Although it is unclear how many people applied for West’s job and what percentage were women, the Wall Street Journal reported that within two weeks of the posting, Gannett was asked for the Swift gig as well as a new Beyoncé reporter. Approximately 1,000 applicants were received. The editor of The Tennessean told Variety that the group of Swift applicants included people ranging from fan influencers to hard-news journalists, “including at least one very established White House reporter.”

To be fair, no candidate for the job will ever be able to satisfy journalists and Swift’s fan base, two camps that have united in their displeasure with West’s appointment.

But after watching his video application, which I posted on YouTube last week, I can understand West’s appeal among news managers. Professionally speaking, he is highly qualified, having won the highest award in broadcast journalism (the equivalent of the DuPont Pulitzer). He displays a gift for gossips and video lovers that can be used for TikTok. He is emotional and likeable. They have tons of story ideas that will generate not only articles and page views but also social media content that will garner clicks, likes and shares.
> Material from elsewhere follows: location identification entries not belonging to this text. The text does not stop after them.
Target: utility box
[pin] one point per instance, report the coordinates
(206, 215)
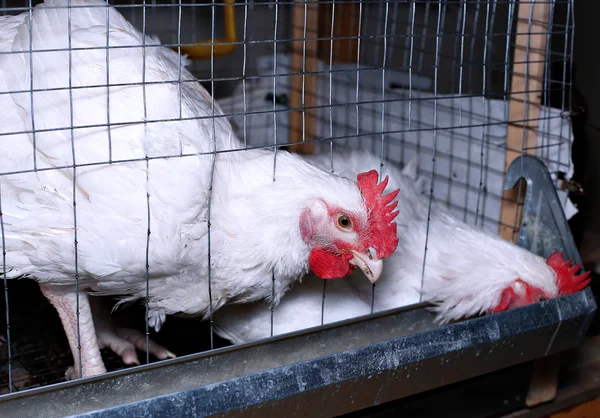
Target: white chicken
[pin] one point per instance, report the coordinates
(468, 271)
(123, 210)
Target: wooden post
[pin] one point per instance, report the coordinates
(525, 96)
(303, 89)
(524, 109)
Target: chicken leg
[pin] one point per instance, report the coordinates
(83, 343)
(122, 341)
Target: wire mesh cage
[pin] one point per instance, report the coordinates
(459, 89)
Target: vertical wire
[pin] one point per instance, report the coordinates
(244, 75)
(424, 36)
(275, 138)
(180, 69)
(5, 280)
(569, 30)
(33, 132)
(462, 59)
(212, 171)
(275, 90)
(382, 149)
(433, 157)
(383, 73)
(148, 232)
(358, 52)
(331, 35)
(410, 60)
(372, 108)
(546, 137)
(304, 73)
(471, 91)
(458, 50)
(525, 111)
(72, 134)
(510, 17)
(108, 127)
(487, 157)
(483, 103)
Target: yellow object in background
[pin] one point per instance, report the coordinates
(202, 50)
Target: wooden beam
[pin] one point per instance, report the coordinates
(303, 91)
(579, 384)
(525, 97)
(346, 22)
(544, 381)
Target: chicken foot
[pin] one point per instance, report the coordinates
(122, 341)
(83, 342)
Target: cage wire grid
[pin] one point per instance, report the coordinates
(430, 80)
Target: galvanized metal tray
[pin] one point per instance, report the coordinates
(345, 366)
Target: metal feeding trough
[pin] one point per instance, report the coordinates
(345, 366)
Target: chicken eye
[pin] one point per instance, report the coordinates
(344, 222)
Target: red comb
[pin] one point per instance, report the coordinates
(382, 229)
(567, 281)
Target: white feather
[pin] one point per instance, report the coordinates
(254, 220)
(466, 268)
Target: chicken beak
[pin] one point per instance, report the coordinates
(369, 265)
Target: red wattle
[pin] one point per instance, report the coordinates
(327, 265)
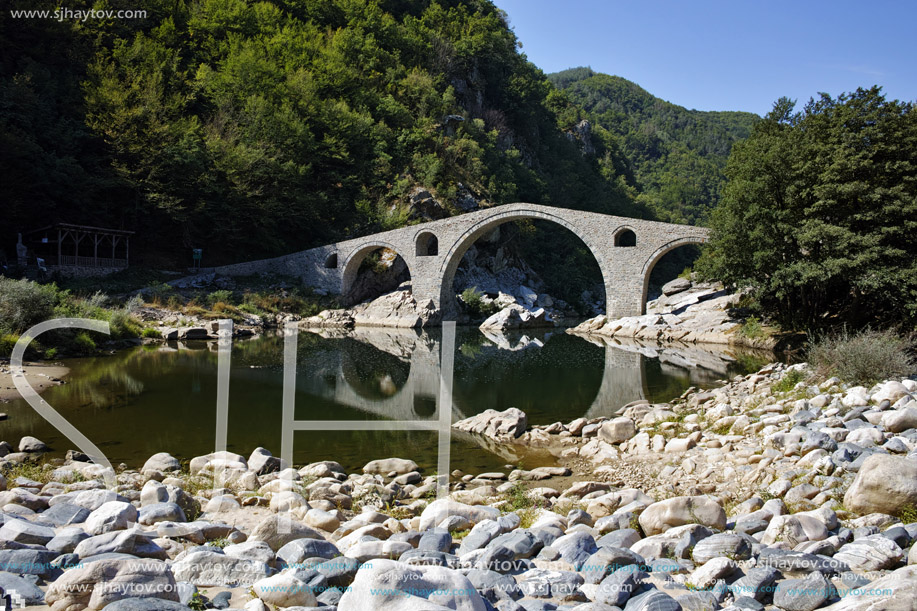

Although West may not be the target audience of Swift’s music, there’s no doubt that he is personally influenced by it. He told The Tennessean that he became more connected to Swift’s music while recovering from struggles with depression and alcohol addiction.

West said, “The last five years have taught me a lot of valuable lessons, like always clean up your side of the road – which is Taylor’s song, but it’s from the Sovereign community.” “I learned to take things one day at a time.”

Perhaps this reflects the universal appeal of Swift’s music. She knows what it’s like to be alone and struggle, to be broken and betrayed, to lose friendships and innocence, to make the awkward transition from child to adult. Women do not have a monopoly on these broad topics of what it is like to be human.

Perhaps most troubling to journalists who strive for objective reporting of their subjects, West is an unapologetic Swiftie. (Recalling the time he met the star backstage, “Our ears touched and I thought for a second, I might be straight,” he said in his video.)

Poynter.org, a news site about the journalism industry, covered the news of West landing the job and questioned his ability to report critically on Swift, but failed to address the fact that West is male. . The author who recorded the story immediately heard criticism from readers for this omission. The following day, Tom Jones issued a mea culpa. Jones said, “I dropped the ball by failing to see that perhaps the biggest issue is not that West is a Swift fan, but that he is a man.”

The fact that we expect a reporter to share some kind of identity or lived experience with the subject he or she covers shows how much journalism has evolved in less than a generation.

When I started in this field decades ago, it was up to cub journalists from marginalized backgrounds to prove that we could report on our communities without fear or favor. Now more newsroom leaders are recognizing that the backgrounds of women, people of color or LGBTQ journalists should be viewed as assets rather than liabilities that we need to hide or overcome.

Can a trust-fund kid from Manhattan authentically cover issues of classism and structural inequality as a full-time poverty reporter in Appalachia? Would a male journalist be well aware of the double standards applied to women, a bias that Swift describes in her song “The Man”? Of course it is possible. This may take more work.

Growing up, Jackson, 25, remembers people scoffing at Starr’s songwriting abilities because she wrote about her boyfriends — even though relationships have been reliable fodder for pop artists since time immemorial.

“I just hope (West) can capture that nuance,” Jackson said. “As a reporter, if I’m writing about an identity that I don’t have, the people I’m talking to need to make up the bulk of that reporting. I hope that’s what I’m doing.” Will bring liveliness to work.”